64-bit: More than just the RAM

Instructions? We don't need no stinkin' instructions!

So, we've covered the memory addressing issues. We're done, right? Not even close.

The memory issue is by far the most visible aspect of 64-bit computing, which is probably why it is touted as the only thing that is different. However, being able to use qwords instead of dwords means a lot more than just a longer address of where to stick the data - it means a longer string of instructions explaining what to do with that data, and also a bigger chunk of the data itself.

Instructions in the 64-bit desktop world come in the flavour of the x86-64 group, known as AMD64 and EM64T (Intel's version). It is worth noting that Intel actually copied almost all of EM64T from AMD64, so these two sets are pretty much the same.

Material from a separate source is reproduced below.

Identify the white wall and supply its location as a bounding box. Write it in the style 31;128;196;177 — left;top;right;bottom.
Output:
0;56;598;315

However, neither should be confused with IA-64, which is the Intel Itanium instruction set. This is currently the only true 64-bit instruction set in general use today, and AMD has no true 64-bit processors.

Though AMD had been using x86-64 instructions since 2003, Intel did not bring its first x86-64 compatible chips to life until the Prescott series in the middle of 2004. Since the release of the Core microarchitecture, Intel has renamed its version to Intel 64, and it is supported on all Core chips.

AMD64/Intel 64 brings quite a benefit to the x86 world. For starters, x86-64 contains a huge step forward for programmers with the introduction of "relative pointers." Without going into an entire programming explanation, pointers are reference points in code (in this case we are referring to the translated machine code, or assembly) that tell a program where to go next or look for its next piece of data. These pointers previously needed to be absolute, meaning that you needed to know the exact memory address or register that you were wanting to access.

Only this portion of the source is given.